Exploring Learned Representations of Neural Networks with Principal Component Analysis
This work addresses the problem of understanding feature representations in deep neural networks for researchers in explainable AI, but it is incremental as it applies existing methods to new data.
The study used principal component analysis to analyze learned representations in a ResNet-18 trained on CIFAR-10, finding that as little as 20% of feature-space variance in some layers suffices for high-accuracy classification and that the first ~100 principal components determine classifier performance.

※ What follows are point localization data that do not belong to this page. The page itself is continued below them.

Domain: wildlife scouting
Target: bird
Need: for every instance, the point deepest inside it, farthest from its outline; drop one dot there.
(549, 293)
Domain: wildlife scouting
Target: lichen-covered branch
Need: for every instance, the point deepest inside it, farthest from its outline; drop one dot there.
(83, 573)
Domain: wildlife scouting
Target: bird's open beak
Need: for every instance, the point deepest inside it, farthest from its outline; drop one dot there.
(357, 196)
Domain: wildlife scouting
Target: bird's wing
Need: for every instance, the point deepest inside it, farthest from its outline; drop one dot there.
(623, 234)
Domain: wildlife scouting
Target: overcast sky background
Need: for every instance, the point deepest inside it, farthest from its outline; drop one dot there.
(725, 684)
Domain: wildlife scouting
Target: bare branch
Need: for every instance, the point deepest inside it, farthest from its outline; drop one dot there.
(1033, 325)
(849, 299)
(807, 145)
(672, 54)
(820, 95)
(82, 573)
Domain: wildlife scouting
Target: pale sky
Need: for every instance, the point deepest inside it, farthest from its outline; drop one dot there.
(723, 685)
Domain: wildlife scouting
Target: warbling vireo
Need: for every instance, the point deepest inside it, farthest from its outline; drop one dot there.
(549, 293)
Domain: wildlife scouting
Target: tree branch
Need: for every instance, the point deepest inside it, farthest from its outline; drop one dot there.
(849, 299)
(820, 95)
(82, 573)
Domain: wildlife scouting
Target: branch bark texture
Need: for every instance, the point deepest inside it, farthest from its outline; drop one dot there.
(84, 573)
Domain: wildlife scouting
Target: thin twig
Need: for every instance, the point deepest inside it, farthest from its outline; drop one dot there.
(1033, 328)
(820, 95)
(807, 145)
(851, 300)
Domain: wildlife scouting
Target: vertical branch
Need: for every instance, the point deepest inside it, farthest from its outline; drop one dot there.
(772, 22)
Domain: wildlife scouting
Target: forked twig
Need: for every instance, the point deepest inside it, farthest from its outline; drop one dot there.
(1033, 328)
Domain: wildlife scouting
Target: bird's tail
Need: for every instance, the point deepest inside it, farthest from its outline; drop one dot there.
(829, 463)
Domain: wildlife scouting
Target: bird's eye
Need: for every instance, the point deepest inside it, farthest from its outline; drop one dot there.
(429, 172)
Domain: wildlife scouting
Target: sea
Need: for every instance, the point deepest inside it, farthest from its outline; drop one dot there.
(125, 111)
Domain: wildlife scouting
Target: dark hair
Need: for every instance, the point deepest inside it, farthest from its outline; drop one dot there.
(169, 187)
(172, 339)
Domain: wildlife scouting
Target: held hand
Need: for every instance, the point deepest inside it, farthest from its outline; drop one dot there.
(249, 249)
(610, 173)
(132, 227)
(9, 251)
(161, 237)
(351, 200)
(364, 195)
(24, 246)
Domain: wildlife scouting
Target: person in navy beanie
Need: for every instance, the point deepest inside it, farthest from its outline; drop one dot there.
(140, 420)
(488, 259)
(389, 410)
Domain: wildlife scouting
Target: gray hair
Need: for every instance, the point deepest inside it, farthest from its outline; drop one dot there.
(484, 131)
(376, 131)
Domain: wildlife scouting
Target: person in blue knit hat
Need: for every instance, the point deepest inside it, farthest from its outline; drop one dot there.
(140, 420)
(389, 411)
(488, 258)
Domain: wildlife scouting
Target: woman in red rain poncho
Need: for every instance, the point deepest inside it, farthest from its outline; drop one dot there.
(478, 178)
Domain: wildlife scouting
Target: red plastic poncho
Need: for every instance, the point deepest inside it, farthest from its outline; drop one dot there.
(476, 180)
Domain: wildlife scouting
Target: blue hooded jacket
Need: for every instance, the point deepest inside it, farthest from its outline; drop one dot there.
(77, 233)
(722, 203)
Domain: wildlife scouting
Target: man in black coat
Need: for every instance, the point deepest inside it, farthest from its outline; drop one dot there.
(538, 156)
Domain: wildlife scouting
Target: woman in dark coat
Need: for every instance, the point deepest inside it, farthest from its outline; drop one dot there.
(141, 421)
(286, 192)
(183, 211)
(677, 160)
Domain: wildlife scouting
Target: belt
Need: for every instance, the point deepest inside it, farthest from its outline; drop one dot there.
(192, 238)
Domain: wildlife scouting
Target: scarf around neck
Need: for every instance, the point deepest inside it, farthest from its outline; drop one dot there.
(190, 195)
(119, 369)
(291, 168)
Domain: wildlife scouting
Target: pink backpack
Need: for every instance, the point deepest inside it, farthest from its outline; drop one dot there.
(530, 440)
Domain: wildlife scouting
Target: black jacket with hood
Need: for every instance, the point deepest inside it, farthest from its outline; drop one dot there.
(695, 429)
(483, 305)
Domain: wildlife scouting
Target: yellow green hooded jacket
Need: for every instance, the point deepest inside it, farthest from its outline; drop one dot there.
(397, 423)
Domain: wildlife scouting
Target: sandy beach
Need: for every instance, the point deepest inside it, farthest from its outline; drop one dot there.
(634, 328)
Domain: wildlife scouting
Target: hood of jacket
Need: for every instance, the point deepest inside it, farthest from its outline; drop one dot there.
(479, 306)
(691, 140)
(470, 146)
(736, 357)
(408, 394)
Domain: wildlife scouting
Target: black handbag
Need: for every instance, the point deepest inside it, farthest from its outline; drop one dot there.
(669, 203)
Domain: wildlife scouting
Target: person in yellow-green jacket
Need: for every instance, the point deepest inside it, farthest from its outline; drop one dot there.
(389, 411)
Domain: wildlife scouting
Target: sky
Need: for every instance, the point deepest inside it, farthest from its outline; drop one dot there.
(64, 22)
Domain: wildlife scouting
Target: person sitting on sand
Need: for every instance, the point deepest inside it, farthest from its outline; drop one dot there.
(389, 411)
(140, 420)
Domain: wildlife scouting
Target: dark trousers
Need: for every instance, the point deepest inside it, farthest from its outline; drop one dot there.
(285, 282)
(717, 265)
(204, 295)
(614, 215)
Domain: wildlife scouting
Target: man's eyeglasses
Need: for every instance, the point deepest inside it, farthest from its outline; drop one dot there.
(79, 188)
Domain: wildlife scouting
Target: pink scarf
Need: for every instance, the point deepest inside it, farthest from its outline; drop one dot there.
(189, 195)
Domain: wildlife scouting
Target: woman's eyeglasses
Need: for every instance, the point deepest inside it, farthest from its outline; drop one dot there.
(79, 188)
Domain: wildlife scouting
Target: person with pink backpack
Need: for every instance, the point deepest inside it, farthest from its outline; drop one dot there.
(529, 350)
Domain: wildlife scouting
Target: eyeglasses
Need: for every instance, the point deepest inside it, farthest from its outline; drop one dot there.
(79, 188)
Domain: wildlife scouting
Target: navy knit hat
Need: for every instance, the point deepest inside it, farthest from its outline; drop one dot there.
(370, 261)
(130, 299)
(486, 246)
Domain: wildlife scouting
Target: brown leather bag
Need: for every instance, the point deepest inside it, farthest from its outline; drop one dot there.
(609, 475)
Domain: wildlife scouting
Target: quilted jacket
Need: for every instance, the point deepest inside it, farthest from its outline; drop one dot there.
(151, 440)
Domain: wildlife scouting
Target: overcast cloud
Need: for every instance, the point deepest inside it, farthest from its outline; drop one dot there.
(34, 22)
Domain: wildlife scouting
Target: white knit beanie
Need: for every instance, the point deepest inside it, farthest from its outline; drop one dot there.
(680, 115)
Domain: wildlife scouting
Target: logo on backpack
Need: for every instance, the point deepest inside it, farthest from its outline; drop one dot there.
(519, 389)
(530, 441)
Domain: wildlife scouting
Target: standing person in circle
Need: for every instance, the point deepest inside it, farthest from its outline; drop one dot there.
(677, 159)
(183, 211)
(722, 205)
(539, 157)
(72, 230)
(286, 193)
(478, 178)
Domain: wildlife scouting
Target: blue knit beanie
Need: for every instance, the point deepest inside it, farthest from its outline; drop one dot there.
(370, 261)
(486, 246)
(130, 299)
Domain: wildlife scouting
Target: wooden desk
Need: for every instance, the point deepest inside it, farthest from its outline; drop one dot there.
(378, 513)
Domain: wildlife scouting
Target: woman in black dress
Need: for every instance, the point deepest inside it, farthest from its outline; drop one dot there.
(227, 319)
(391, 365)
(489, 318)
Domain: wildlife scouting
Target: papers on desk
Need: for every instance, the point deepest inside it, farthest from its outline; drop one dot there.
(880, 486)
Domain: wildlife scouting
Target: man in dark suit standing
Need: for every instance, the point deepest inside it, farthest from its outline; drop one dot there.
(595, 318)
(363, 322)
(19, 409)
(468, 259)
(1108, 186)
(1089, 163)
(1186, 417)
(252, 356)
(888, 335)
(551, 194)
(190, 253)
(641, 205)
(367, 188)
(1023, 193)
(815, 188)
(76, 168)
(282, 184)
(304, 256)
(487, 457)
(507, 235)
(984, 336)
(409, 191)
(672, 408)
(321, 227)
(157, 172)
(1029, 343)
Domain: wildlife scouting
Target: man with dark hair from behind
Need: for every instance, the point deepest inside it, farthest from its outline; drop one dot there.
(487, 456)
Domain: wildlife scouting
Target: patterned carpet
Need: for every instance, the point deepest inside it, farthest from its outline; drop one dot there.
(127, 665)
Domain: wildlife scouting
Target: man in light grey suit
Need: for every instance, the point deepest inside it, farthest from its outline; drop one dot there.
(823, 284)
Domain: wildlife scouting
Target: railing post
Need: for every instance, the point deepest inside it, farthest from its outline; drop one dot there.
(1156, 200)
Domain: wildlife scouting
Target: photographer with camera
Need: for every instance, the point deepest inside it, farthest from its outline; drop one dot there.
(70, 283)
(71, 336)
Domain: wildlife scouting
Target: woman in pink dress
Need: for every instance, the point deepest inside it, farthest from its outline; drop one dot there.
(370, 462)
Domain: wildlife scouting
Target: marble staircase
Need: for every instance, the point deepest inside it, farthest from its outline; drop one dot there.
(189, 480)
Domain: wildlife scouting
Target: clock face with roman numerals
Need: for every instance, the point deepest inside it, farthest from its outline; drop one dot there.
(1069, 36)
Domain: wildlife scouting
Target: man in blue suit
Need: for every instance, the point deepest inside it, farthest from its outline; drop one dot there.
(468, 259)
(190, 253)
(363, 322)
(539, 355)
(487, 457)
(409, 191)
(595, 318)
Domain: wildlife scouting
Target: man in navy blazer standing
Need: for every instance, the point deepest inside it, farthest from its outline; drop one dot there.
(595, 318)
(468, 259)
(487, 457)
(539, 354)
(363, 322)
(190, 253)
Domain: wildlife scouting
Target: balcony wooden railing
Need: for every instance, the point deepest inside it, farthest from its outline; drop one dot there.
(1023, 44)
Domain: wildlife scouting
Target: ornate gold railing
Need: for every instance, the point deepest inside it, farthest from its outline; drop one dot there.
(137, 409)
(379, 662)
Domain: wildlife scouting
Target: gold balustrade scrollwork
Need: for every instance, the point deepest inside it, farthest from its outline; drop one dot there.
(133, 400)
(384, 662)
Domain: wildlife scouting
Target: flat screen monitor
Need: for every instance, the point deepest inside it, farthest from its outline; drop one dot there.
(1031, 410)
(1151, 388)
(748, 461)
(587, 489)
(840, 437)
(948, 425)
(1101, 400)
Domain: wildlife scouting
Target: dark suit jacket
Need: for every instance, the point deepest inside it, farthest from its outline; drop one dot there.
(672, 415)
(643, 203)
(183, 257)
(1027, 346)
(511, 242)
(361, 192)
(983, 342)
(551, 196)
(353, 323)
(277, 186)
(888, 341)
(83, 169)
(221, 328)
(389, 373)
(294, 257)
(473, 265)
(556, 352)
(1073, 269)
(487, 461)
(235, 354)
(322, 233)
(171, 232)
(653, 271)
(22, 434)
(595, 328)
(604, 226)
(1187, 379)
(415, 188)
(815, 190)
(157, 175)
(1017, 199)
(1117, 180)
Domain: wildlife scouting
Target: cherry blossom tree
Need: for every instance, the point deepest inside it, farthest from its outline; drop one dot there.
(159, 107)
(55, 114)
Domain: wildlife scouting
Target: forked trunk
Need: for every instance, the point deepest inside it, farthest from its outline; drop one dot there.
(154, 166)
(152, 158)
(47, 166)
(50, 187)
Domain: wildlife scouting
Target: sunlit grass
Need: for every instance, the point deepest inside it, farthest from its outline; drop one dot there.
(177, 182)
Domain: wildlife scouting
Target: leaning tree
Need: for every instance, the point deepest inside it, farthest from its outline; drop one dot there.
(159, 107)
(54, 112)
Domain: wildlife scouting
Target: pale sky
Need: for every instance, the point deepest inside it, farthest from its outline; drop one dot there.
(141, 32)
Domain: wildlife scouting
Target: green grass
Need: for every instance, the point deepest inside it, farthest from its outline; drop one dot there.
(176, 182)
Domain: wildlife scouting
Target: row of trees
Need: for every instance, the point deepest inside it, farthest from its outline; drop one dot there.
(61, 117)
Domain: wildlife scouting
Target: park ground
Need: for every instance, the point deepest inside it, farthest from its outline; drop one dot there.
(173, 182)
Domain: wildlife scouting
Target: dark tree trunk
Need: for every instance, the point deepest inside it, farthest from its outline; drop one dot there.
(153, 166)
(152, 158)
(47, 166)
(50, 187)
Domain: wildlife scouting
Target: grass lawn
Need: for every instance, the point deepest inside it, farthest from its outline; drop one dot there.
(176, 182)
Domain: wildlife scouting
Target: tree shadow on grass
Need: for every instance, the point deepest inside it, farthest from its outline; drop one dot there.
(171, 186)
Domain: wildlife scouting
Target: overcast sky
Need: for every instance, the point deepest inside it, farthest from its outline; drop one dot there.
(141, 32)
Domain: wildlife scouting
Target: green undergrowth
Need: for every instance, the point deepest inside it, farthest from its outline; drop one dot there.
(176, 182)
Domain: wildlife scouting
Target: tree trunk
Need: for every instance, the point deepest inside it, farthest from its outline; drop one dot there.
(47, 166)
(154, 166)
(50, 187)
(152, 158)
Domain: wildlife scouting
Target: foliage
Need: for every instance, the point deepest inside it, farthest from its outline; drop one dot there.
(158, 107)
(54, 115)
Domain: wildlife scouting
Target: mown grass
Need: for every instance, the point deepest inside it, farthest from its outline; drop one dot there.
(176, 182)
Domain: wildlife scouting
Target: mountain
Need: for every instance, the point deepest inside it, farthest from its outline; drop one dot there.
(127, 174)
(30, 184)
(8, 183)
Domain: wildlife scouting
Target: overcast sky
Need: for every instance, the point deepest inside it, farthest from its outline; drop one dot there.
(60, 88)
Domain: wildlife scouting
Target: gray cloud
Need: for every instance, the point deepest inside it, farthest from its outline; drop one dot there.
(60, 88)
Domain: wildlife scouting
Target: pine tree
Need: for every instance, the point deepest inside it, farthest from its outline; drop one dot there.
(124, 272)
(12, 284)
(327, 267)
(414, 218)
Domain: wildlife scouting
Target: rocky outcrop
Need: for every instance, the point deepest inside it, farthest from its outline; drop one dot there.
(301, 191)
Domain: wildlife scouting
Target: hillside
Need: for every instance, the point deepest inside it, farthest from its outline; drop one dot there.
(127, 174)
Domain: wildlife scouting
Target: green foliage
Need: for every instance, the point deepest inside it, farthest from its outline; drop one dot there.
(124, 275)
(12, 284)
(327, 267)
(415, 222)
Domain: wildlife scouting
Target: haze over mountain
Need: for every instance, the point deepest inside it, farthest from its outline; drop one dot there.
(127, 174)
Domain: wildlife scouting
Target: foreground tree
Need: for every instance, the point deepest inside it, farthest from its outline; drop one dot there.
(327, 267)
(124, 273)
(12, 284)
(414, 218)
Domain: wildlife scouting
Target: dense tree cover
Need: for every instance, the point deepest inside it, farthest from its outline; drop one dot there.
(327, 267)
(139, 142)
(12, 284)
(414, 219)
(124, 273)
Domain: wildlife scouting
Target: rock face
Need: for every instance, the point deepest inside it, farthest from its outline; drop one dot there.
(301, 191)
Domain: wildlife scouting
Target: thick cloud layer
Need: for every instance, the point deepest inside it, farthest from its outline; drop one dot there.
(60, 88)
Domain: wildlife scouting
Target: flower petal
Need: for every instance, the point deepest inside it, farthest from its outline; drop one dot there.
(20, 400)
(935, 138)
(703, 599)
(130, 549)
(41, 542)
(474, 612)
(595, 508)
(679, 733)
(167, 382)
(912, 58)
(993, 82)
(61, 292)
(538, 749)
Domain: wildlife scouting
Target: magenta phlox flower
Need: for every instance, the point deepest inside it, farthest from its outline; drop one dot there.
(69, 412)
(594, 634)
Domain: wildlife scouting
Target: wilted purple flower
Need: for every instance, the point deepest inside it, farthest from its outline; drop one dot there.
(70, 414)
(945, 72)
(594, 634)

Understanding feature representation for deep neural networks (DNNs) remains an open question within the general field of explainable AI. We use principal component analysis (PCA) to study the performance of a k-nearest neighbors classifier (k-NN), nearest class-centers classifier (NCC), and support vector machines on the learned layer-wise representations of a ResNet-18 trained on CIFAR-10. We show that in certain layers, as little as 20% of the intermediate feature-space variance is necessary for high-accuracy classification and that across all layers, the first ~100 PCs completely determine the performance of the k-NN and NCC classifiers. We relate our findings to neural collapse and provide partial evidence for the related phenomenon of intermediate neural collapse. Our preliminary work provides three distinct yet interpretable surrogate models for feature representation with an affine linear model the best performing. We also show that leveraging several surrogate models affords us a clever method to estimate where neural collapse may initially occur within the DNN.